Cada parte da oração da Ave-Maria tem um significado baseado nas Sagradas Escrituras e na Tradição

A Ave-Maria é uma das orações mais queridas do povo católico. É a mais antiga oração que conhecemos dirigida a Nossa Senhora, nossa Mãe, Mãe de Jesus e da Igreja. Ela está na própria Bíblia, revelação de Deus.

“Ave, cheia de graça”

Na Anunciação, o Anjo a saudou: “Ave, cheia de graça”. Maria foi a única que achou graça diante de Deus, porque foi a única “concebida sem o pecado original”. Nas aparições a Santa Catarina Labouré, na França, em 1830, ela pediu que fosse cunhada o que ficou sendo chamada de “Medalha milagrosa”. Em letras de ouro, Catarina viu escrita a bela frase: “Ó Maria concebida sem pecado, rogai por nós que recorremos a vós!”.

O Senhor é convosco

“O Senhor é convosco”, disse-lhe o Arcanjo Gabriel. Maria tem uma intimidade profunda com Deus. Diz o nosso Catecismo que “desde toda eternidade, Deus escolheu, para ser a Mãe de Seu Filho, uma filha de Israel, uma jovem judia de Nazaré na Galileia, ‘uma virgem desposada com um varão chamado José, da casa de Davi, e o nome da virgem era Maria’ (Lc 1,26-27)”. Ela é Filha do Pai, é a Mãe do Filho, e é a Esposa do Espírito Santo. Está em plena unidade com a Santíssima Trindade. Numa única mulher Deus tem Mãe, Filha e Esposa.

Bendita entre todas as mulheres

“Bendita és tu entre as mulheres e bendito é o fruto do teu ventre” (Lc 1,42). Foi assim que Santa Isabel saudou a Virgem, “em alta voz” e “cheia do Espírito Santo”. E o menino João Batista estremeceu em seu seio. Isabel deixou claro por que Maria é “bendita entre todas as mulheres”: “Donde me vem a honra de vir a mim a Mãe do meu Senhor?” (v.43).
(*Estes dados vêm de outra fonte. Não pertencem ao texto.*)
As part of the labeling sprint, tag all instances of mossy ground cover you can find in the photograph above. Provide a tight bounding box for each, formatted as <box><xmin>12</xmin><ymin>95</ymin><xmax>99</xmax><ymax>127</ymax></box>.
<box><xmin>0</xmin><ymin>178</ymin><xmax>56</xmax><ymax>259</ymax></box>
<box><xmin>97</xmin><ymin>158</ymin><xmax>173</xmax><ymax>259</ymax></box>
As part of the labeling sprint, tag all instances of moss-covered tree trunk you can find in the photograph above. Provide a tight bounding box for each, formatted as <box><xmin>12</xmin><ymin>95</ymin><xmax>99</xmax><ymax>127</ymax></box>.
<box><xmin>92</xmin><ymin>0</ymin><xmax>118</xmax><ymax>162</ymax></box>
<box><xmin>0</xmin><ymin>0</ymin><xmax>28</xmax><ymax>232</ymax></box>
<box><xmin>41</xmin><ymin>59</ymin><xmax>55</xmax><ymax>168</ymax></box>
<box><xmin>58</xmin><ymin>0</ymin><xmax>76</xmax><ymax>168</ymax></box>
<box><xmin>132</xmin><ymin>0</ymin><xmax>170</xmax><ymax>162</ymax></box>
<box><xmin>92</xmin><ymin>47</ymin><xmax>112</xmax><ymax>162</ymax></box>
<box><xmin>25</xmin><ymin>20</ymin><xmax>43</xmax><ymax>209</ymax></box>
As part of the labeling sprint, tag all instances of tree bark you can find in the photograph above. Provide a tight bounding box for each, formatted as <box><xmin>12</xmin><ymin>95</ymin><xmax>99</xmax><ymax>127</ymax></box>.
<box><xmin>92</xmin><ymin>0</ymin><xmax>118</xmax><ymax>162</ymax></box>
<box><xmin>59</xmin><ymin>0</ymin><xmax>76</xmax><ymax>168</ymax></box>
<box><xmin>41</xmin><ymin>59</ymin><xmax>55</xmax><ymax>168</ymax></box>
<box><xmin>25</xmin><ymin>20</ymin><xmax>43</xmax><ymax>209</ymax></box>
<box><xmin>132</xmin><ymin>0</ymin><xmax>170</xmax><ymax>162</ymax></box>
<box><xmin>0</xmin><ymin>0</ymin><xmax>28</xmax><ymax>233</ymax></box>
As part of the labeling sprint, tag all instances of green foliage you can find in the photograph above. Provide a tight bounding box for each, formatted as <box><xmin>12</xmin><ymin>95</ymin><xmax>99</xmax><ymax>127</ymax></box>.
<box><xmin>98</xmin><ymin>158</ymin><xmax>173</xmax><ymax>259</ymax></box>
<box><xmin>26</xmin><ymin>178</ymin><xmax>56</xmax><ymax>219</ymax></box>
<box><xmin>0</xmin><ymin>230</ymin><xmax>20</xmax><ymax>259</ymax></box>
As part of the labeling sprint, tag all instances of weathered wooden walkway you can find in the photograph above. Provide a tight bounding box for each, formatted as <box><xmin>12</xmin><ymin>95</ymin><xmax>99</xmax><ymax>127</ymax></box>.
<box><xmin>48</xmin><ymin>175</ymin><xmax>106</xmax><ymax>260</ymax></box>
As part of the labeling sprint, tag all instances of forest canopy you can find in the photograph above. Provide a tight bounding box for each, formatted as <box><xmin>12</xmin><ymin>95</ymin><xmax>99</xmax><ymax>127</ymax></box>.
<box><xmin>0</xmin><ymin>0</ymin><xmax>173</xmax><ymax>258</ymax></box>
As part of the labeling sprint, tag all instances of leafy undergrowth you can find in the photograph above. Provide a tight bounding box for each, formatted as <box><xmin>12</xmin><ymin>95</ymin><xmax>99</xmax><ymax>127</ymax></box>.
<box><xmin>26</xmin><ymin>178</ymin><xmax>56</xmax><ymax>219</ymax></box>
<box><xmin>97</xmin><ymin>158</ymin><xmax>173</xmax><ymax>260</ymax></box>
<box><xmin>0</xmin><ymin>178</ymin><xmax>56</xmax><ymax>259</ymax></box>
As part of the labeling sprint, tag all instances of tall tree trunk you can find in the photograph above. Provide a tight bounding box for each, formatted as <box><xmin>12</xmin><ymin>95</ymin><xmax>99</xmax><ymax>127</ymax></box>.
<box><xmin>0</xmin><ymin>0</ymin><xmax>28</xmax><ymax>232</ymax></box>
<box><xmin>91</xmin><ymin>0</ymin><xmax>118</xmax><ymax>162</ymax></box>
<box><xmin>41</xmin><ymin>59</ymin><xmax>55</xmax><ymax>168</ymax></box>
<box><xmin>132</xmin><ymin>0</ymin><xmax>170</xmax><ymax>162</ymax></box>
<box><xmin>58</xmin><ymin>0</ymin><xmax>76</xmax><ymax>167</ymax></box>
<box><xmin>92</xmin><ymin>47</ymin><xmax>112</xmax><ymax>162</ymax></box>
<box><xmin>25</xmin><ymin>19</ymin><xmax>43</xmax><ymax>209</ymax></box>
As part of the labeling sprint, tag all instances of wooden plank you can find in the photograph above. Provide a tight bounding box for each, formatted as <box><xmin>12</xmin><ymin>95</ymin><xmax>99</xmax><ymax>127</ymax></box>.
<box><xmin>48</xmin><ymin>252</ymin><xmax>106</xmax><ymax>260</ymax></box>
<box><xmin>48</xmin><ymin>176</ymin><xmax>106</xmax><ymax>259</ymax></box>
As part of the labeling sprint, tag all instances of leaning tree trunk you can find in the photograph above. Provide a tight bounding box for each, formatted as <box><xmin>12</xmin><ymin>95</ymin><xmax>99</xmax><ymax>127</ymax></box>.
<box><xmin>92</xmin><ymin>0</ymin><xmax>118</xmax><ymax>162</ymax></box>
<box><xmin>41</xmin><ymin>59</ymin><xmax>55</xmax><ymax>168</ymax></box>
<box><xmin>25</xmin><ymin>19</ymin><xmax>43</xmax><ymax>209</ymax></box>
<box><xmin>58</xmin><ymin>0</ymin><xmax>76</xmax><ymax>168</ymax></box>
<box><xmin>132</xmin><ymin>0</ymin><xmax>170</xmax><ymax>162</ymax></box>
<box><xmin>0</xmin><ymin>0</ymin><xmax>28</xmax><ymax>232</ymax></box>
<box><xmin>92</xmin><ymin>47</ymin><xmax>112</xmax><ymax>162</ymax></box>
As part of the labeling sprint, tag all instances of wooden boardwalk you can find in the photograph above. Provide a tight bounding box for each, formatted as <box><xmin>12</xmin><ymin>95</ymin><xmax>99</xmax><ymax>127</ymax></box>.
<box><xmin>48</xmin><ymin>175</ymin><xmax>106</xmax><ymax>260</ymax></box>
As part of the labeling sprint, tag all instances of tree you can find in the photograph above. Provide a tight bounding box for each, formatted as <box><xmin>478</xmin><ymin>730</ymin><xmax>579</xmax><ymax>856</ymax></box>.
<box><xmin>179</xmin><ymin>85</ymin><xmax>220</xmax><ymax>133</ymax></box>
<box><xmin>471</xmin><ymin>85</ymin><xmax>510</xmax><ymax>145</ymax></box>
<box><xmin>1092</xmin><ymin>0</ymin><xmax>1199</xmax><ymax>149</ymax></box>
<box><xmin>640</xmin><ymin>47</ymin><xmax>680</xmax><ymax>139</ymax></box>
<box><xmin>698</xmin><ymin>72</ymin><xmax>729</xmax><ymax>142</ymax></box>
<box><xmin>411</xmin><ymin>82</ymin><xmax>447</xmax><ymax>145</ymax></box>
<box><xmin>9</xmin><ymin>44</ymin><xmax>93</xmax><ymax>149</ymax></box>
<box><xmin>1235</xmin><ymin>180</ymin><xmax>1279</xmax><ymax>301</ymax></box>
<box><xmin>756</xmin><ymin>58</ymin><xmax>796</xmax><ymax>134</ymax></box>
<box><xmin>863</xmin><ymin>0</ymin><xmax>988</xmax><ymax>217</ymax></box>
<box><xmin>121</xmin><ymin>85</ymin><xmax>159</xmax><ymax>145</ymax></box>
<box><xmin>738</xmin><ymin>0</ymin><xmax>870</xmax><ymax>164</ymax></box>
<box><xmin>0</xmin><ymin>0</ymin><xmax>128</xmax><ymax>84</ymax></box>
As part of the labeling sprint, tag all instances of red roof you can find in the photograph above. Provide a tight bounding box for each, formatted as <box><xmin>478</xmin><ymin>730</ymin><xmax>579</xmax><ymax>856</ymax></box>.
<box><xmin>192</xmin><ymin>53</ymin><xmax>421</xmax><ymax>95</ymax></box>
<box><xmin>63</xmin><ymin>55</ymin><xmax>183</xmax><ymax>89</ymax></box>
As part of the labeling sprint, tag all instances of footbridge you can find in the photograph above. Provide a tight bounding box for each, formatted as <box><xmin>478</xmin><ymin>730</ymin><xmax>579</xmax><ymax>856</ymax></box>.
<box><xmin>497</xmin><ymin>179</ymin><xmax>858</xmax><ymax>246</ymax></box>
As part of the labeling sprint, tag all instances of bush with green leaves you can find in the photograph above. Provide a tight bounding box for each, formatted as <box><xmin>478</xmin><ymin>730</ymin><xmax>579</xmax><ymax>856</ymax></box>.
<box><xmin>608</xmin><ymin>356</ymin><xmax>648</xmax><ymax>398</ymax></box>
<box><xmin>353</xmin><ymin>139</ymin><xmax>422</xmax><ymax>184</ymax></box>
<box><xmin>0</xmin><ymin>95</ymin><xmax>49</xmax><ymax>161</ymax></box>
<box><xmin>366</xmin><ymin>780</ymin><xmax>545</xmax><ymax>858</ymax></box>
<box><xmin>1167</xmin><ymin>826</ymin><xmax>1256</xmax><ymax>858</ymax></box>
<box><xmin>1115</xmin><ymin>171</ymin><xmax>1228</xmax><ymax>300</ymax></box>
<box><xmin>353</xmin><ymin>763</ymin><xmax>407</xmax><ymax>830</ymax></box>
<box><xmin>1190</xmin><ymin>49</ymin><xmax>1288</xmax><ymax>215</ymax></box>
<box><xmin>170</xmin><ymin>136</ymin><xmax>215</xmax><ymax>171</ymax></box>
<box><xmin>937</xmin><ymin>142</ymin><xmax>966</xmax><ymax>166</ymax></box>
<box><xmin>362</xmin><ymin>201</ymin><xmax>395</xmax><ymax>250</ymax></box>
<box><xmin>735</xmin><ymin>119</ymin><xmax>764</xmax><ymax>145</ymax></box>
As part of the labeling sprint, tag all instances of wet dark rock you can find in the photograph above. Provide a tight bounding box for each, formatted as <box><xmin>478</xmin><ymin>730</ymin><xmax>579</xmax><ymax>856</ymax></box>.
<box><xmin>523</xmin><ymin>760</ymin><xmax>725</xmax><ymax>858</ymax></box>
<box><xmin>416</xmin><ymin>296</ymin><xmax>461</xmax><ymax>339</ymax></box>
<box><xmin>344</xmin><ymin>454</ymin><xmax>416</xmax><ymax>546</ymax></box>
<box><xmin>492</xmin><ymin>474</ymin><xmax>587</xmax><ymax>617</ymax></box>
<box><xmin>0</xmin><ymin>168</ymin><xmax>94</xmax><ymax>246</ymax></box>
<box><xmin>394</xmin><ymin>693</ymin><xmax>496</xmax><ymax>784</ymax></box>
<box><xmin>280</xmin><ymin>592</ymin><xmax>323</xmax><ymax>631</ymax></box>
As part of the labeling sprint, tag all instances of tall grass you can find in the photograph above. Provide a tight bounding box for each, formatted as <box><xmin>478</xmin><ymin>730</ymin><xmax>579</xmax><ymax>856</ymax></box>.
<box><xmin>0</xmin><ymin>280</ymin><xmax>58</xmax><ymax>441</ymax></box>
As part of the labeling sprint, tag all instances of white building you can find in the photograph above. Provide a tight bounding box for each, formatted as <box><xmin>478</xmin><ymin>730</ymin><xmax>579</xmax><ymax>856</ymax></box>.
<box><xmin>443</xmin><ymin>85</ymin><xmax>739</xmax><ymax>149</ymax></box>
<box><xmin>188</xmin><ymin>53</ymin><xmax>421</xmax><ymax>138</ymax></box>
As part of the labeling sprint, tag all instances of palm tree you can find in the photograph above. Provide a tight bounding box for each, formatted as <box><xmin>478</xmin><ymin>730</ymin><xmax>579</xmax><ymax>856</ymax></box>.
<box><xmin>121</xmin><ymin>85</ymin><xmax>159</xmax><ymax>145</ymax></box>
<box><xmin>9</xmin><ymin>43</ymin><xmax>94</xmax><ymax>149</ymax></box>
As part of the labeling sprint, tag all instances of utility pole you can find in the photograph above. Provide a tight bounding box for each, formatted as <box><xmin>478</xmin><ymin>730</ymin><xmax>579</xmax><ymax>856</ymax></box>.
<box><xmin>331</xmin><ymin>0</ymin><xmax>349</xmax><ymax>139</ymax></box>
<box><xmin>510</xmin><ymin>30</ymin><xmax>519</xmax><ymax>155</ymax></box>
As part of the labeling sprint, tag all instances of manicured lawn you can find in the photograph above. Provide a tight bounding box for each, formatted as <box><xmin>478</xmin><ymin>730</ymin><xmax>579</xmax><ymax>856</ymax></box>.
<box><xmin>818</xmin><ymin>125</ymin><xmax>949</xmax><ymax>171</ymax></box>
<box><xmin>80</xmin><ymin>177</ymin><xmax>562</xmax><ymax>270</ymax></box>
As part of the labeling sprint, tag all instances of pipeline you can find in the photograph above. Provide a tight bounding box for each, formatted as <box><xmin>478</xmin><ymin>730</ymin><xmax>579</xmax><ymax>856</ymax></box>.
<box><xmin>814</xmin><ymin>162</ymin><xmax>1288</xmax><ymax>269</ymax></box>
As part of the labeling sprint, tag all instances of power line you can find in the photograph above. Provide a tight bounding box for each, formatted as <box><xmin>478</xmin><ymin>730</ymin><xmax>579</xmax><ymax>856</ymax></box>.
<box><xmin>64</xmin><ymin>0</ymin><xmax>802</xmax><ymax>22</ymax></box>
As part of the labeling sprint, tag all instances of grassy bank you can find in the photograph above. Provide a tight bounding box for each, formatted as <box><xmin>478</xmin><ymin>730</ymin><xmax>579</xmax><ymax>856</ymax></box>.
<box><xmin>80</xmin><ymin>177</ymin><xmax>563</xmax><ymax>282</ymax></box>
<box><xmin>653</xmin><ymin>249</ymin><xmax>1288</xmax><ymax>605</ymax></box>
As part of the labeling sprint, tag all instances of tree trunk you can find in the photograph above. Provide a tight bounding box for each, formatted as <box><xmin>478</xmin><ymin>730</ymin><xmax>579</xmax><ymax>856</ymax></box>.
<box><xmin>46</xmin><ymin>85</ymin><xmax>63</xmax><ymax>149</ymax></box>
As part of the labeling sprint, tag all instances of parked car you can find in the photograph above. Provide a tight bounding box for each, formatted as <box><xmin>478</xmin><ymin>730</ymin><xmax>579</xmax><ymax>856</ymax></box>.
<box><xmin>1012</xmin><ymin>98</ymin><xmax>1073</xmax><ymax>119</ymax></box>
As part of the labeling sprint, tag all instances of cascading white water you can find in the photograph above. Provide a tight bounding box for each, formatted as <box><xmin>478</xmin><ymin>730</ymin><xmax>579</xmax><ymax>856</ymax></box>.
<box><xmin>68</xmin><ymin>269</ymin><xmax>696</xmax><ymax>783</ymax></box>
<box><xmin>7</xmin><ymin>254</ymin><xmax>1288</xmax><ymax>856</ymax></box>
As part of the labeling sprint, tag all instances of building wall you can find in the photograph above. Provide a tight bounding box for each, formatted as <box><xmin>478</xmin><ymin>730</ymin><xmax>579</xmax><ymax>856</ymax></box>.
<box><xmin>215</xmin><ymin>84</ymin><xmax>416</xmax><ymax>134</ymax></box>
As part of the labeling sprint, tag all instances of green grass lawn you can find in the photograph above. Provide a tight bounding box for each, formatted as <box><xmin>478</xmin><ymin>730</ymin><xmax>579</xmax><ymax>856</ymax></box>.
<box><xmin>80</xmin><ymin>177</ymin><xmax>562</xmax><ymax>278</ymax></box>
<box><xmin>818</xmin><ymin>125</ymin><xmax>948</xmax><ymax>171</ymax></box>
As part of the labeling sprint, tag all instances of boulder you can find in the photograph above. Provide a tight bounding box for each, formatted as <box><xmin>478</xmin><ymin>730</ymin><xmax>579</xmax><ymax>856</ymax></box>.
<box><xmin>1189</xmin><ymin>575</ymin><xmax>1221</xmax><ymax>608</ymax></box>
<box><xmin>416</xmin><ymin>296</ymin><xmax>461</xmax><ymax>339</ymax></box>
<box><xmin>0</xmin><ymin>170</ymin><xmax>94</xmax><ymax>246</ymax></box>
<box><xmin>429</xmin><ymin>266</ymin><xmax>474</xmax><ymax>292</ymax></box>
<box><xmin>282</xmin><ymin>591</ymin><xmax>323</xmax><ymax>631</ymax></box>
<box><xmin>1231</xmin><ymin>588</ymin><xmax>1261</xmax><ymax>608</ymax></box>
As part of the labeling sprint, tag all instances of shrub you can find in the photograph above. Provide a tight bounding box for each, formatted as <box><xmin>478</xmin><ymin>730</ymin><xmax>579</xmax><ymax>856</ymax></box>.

E Isabel completa: “Bem-aventurada és tu que creste…” (v.44).
O bendito fruto do seu ventre é o próprio Deus, Filho de Deus, encarnado em seu seio virginal: Jesus. Ela é a Mãe de Deus. Quando o herege Nestório, patriarca de Constantinopla, quis negar essa verdade, o povo se revoltou, e o Concílio de Niceia, em 431, confirmou a maternidade divina de Maria: (Theotókos). “Todas as gerações me chamarão bem-aventurada” (Lc 1,48), por isso a piedade da Igreja para com a Santíssima Virgem é intrínseca ao culto cristão.
Depois de saudar a Virgem Maria, Mãe de Deus, com essas palavras que desceram do céu, a oração da Ave-Maria nos leva a implorar as graças do Senhor pela intercessão daquela a quem Deus nada pode negar.

Santa Maria, Mãe de Deus

O que não consegue a Mãe do Altíssimo? O que não pode conseguir, diante do trono da graça, aquela que é Sua Mãe, Esposa e Filha? O milagre das Bodas de Caná (João 2) diz tudo, mostra o grande poder intercessor da Mãe diante do Filho. Por isso, a Igreja sempre nos ensinou: “Peça à Mãe que o Filho atende!”. O bom filho nada nega à sua mãe, por isso São Bernardo de Claraval, doutor da Igreja, a chamava de “Onipotência suplicante”. Consegue tudo, por graça, o que Deus pode por natureza.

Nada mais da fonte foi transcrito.